Se l’era appoggiato sulla fica bagnata, poi l’aveva fatto scivolare dentro e le era mancato il fiato. Era scesa piano su quel mostro che pareva non finire mai e arrivarle nell’esofago. Arrivata in fondo s’era fermata un attimo a prendere fiato, poi s’era voltata a guardare Emma, ancora sul pavimento, e aveva iniziato a muoversi e gemere. L’editore aveva provato a dire qualcosa, ma Francesca gli aveva tappato la bocca, sempre voltata verso la ragazzina, con gli occhi che le brillavano di gioia sadica.

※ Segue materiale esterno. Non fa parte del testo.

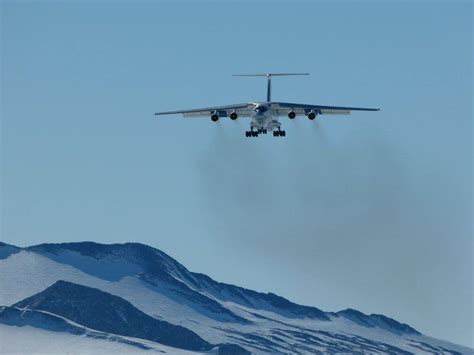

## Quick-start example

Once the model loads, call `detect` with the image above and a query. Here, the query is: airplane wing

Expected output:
[271,102,380,116]
[155,103,254,117]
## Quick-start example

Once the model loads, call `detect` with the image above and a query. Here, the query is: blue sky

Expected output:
[1,1,474,346]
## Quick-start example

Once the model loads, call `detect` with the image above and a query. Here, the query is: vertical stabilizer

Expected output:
[233,73,309,102]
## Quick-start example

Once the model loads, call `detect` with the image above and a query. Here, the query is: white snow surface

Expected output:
[0,324,195,355]
[0,250,474,354]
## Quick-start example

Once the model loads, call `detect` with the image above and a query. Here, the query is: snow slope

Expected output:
[0,242,473,354]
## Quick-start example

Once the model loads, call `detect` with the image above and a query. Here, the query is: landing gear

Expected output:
[245,130,259,137]
[245,129,267,137]
[273,129,286,137]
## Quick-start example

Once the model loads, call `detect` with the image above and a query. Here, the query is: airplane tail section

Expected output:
[233,73,309,102]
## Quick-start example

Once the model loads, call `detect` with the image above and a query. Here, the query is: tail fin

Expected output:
[233,73,309,102]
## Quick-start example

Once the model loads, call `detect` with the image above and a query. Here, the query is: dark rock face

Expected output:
[335,308,421,335]
[27,242,329,324]
[13,281,211,350]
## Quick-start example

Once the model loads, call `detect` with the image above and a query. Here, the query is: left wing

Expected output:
[271,102,380,116]
[155,103,254,117]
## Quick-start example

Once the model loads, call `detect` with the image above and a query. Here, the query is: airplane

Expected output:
[155,73,380,137]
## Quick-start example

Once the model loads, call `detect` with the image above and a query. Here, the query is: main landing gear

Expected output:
[245,129,267,137]
[273,129,286,137]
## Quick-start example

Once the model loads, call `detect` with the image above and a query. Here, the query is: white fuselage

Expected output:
[250,102,281,131]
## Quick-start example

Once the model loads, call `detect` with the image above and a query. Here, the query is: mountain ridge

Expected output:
[0,242,470,354]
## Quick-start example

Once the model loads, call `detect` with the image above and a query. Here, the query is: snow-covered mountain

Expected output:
[0,242,473,354]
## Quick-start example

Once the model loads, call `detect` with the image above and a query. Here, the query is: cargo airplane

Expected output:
[155,73,380,137]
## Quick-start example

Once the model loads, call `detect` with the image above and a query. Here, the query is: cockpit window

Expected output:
[255,106,268,112]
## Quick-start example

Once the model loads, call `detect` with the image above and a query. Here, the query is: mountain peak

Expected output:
[13,280,211,350]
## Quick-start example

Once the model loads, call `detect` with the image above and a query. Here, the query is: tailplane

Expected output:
[233,73,309,102]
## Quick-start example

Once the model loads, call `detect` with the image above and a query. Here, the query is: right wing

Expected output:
[155,103,254,117]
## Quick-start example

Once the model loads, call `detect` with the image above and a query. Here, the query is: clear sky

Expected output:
[1,0,474,346]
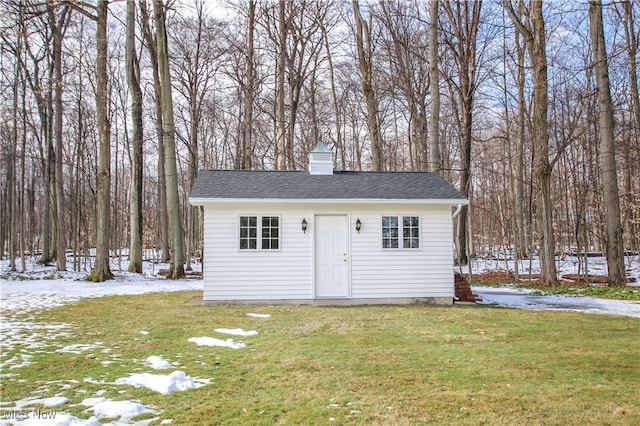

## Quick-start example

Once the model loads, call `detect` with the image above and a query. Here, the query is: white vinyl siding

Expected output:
[238,216,280,250]
[202,205,313,301]
[351,206,454,299]
[382,215,420,249]
[203,201,454,302]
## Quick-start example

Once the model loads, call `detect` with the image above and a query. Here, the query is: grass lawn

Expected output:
[1,292,640,425]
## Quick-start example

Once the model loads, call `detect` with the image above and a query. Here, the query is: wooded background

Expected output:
[0,0,640,285]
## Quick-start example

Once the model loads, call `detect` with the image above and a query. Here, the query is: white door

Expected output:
[315,215,349,297]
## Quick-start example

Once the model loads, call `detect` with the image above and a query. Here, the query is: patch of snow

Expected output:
[214,328,258,337]
[0,410,102,426]
[188,336,246,349]
[247,312,271,318]
[115,370,209,395]
[145,355,173,370]
[471,286,640,318]
[82,400,155,420]
[42,396,69,408]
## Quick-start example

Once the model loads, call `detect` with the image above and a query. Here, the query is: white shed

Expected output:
[190,143,467,305]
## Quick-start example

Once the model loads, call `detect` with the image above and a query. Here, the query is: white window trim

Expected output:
[236,213,282,253]
[378,213,423,252]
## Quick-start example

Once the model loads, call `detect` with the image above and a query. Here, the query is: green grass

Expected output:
[470,272,640,302]
[2,292,640,425]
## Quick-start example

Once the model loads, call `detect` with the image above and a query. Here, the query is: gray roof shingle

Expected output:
[191,170,465,204]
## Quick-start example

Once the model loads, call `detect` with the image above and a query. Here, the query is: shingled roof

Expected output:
[190,170,466,205]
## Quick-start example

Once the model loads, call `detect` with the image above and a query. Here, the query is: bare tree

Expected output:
[87,0,113,282]
[589,0,627,287]
[443,0,482,265]
[153,0,185,279]
[126,0,144,273]
[139,0,170,262]
[428,0,442,173]
[505,0,558,285]
[352,0,384,171]
[275,0,290,170]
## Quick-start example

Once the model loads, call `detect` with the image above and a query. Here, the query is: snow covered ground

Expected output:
[462,256,640,318]
[0,261,259,426]
[0,256,640,426]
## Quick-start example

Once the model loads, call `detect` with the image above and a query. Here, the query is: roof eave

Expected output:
[189,197,469,206]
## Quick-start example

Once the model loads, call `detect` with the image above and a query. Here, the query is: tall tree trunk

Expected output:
[589,0,627,286]
[242,0,256,170]
[276,0,288,170]
[87,0,113,282]
[621,0,640,249]
[443,0,482,265]
[126,0,143,273]
[353,0,384,171]
[139,0,170,262]
[514,30,529,259]
[153,0,185,279]
[48,5,69,271]
[505,0,558,285]
[428,0,442,173]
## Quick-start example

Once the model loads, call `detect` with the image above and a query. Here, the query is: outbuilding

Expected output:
[190,143,467,305]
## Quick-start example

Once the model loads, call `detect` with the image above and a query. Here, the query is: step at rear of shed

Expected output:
[454,272,482,303]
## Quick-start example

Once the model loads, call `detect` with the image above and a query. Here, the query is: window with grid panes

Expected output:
[240,216,280,250]
[382,216,420,249]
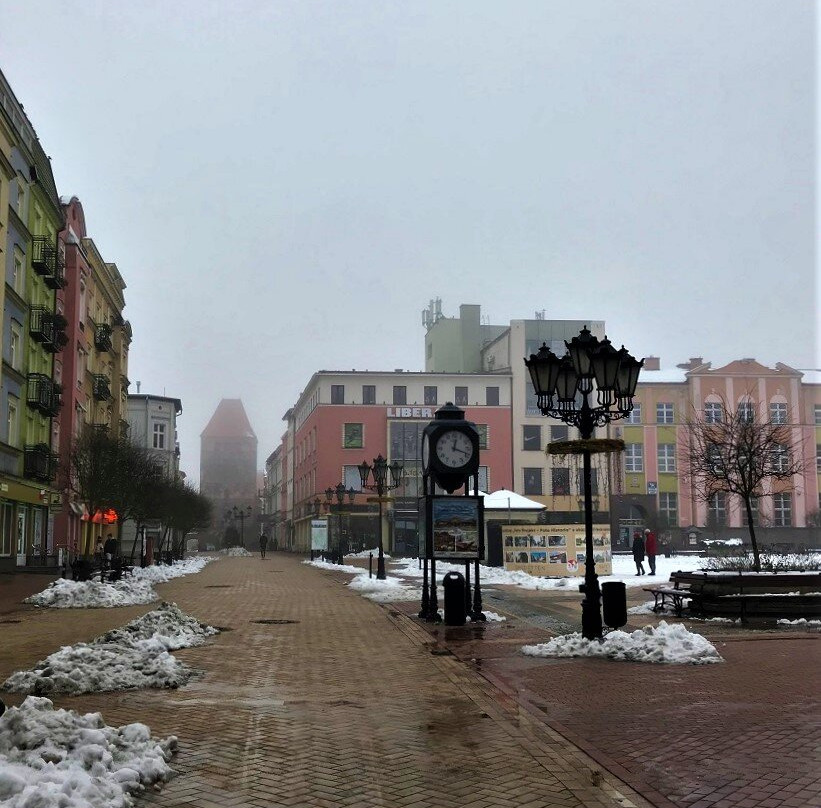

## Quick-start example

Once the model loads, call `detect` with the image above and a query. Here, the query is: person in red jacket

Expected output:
[644,527,658,575]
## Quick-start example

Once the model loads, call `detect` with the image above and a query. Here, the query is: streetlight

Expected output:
[525,326,644,640]
[357,454,402,581]
[225,505,254,547]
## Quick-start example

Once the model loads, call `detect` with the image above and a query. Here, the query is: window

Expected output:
[9,320,22,370]
[152,424,165,449]
[741,497,759,527]
[736,401,755,424]
[770,401,787,424]
[550,425,569,440]
[773,492,792,527]
[707,492,727,527]
[550,466,570,497]
[704,401,724,424]
[656,402,673,424]
[6,395,20,446]
[342,466,362,491]
[522,424,542,452]
[658,443,676,473]
[523,468,542,496]
[770,445,790,474]
[11,247,25,295]
[342,424,365,449]
[624,443,644,472]
[659,491,678,527]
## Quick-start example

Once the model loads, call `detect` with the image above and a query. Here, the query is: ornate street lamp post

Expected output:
[225,505,254,547]
[525,326,644,640]
[358,454,403,581]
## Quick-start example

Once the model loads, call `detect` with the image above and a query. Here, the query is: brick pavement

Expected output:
[0,553,650,808]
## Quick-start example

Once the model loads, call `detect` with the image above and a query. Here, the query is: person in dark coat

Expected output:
[644,527,658,575]
[633,530,644,575]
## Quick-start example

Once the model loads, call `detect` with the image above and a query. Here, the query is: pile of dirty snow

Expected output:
[2,603,217,695]
[0,696,177,808]
[522,620,723,665]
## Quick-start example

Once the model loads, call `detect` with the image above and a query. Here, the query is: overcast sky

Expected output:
[0,0,819,480]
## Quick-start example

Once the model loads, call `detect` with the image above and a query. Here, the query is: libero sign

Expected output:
[388,407,433,421]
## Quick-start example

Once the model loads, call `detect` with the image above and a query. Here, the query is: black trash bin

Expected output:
[602,581,627,628]
[442,572,467,626]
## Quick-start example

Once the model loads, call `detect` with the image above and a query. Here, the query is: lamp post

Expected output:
[525,326,644,640]
[225,505,254,547]
[358,454,403,581]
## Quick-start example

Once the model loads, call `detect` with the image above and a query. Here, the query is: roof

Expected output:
[200,398,257,440]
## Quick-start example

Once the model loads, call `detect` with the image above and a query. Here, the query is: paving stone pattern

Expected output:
[0,553,650,808]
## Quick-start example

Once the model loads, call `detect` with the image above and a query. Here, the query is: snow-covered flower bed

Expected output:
[3,603,218,695]
[23,556,214,609]
[223,547,254,558]
[23,578,158,609]
[522,621,723,665]
[0,696,177,808]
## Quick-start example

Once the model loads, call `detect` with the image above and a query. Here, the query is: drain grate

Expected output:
[251,620,299,626]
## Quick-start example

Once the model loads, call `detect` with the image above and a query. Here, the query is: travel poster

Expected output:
[502,525,613,578]
[431,496,484,559]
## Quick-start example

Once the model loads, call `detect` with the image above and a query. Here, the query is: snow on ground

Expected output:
[224,547,251,558]
[23,556,215,609]
[2,603,218,695]
[0,696,177,808]
[23,578,158,609]
[522,620,723,665]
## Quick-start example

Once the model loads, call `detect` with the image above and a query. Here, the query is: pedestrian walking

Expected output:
[633,530,644,575]
[644,527,658,575]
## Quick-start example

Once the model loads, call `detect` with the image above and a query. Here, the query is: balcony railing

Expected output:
[23,443,57,483]
[31,236,57,275]
[91,373,111,401]
[94,323,111,351]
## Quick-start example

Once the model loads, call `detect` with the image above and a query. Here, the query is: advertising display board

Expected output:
[311,519,328,550]
[419,496,485,561]
[502,525,613,577]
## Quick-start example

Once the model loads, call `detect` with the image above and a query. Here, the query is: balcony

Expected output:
[94,323,111,351]
[23,443,57,483]
[26,373,54,415]
[91,373,111,401]
[43,252,68,289]
[31,236,57,275]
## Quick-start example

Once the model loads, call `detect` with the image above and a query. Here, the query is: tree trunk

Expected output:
[744,497,761,572]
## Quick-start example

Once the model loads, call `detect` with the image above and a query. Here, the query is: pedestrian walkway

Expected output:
[0,553,649,808]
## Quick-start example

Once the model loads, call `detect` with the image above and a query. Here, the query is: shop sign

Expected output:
[387,407,433,421]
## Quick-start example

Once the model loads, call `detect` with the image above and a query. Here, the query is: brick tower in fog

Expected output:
[200,398,259,525]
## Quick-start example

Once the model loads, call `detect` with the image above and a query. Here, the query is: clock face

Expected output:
[436,429,473,469]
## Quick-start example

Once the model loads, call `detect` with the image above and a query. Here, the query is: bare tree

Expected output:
[679,401,803,571]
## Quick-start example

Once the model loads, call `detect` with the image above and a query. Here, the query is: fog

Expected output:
[0,0,819,481]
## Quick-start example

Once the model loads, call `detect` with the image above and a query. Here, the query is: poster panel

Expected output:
[430,496,485,560]
[311,519,328,550]
[502,525,613,577]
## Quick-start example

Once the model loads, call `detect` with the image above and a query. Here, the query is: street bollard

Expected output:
[442,572,467,626]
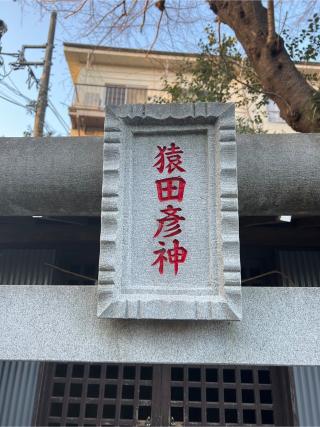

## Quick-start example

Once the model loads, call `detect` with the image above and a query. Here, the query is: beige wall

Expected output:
[69,47,318,134]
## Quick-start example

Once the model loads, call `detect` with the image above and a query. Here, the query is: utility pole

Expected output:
[33,12,57,136]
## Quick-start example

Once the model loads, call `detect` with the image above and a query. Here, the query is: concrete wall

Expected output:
[0,286,320,365]
[0,134,320,216]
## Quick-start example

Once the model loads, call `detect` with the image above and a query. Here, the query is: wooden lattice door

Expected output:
[36,363,293,427]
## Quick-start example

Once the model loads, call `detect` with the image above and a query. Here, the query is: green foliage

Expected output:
[283,13,320,62]
[152,14,320,133]
[152,26,267,133]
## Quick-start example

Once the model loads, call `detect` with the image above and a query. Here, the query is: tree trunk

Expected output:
[209,0,320,132]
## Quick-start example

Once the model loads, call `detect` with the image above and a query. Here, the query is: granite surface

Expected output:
[0,286,320,365]
[0,133,320,216]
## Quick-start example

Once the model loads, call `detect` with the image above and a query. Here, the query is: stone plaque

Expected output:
[98,103,241,320]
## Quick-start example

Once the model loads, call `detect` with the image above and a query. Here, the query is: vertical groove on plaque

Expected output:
[219,104,241,290]
[98,109,121,316]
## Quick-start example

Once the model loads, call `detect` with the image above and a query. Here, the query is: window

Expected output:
[106,85,147,105]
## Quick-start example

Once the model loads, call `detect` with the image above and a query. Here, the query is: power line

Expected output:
[0,95,27,110]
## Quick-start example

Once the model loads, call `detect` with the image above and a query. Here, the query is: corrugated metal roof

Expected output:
[279,251,320,426]
[0,249,55,426]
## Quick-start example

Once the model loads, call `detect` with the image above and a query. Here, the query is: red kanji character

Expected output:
[153,205,185,237]
[151,239,188,275]
[153,142,185,173]
[166,142,185,173]
[151,242,168,274]
[156,176,186,202]
[153,145,167,173]
[167,239,188,274]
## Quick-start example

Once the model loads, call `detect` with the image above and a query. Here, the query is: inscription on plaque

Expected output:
[98,103,241,320]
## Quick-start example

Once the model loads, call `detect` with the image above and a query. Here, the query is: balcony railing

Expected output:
[73,84,148,111]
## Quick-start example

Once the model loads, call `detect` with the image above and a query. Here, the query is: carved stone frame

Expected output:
[97,103,242,320]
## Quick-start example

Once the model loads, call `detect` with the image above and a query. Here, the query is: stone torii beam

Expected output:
[0,134,320,216]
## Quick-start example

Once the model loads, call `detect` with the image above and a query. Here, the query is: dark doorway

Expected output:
[36,363,293,426]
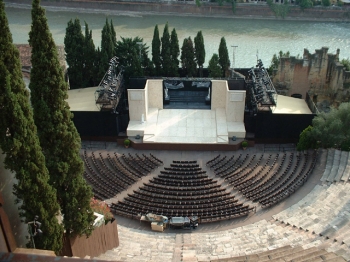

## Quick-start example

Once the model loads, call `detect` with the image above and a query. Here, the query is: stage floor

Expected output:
[127,108,245,144]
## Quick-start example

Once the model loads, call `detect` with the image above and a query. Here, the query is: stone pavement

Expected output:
[97,220,349,262]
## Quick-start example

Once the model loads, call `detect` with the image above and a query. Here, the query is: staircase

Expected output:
[164,90,210,109]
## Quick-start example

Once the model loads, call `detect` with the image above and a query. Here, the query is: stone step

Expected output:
[321,149,334,182]
[326,150,341,182]
[289,248,327,262]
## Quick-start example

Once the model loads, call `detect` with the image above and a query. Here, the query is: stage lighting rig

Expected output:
[95,56,124,111]
[247,59,277,115]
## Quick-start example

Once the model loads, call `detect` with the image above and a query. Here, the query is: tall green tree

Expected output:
[29,0,94,238]
[161,23,171,76]
[267,50,290,75]
[312,103,350,151]
[194,31,205,77]
[0,0,63,252]
[181,37,197,77]
[340,58,350,71]
[208,54,222,78]
[97,18,115,79]
[297,103,350,151]
[170,28,180,76]
[64,18,84,89]
[83,22,96,87]
[109,19,117,49]
[152,25,162,76]
[219,37,230,77]
[116,37,150,85]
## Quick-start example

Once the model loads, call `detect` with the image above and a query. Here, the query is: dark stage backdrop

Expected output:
[247,113,315,143]
[72,111,128,140]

Persino il giornalista e la moglie s’erano messi a scopare sul serio, con lei a pecora e la faccia coperta dai cuscini per la vergogna, lui che la stantuffava rabbioso, schiaffeggiandole il culo. Emma si era alzata e si era guardata attorno con gli occhi arrossati e gonfi di lacrime, come se fosse una reduce da una battaglia. Alla fine aveva guardato me cercando del conforto, immagino, senza sapere che tutti, in quella terrazza, eravamo corrotti fino al midollo. La guardavo e continuavo a masturbarmi senza sapere cosa mi eccitasse, se la scena che avevo visto, se la sua miseria, se la sua ingenuità spezzata, o solo la vista della fica di Francesca aperta in due.

Forse mi eccitava che lì, in quel momento, eravamo solo porci sadici e decadenti.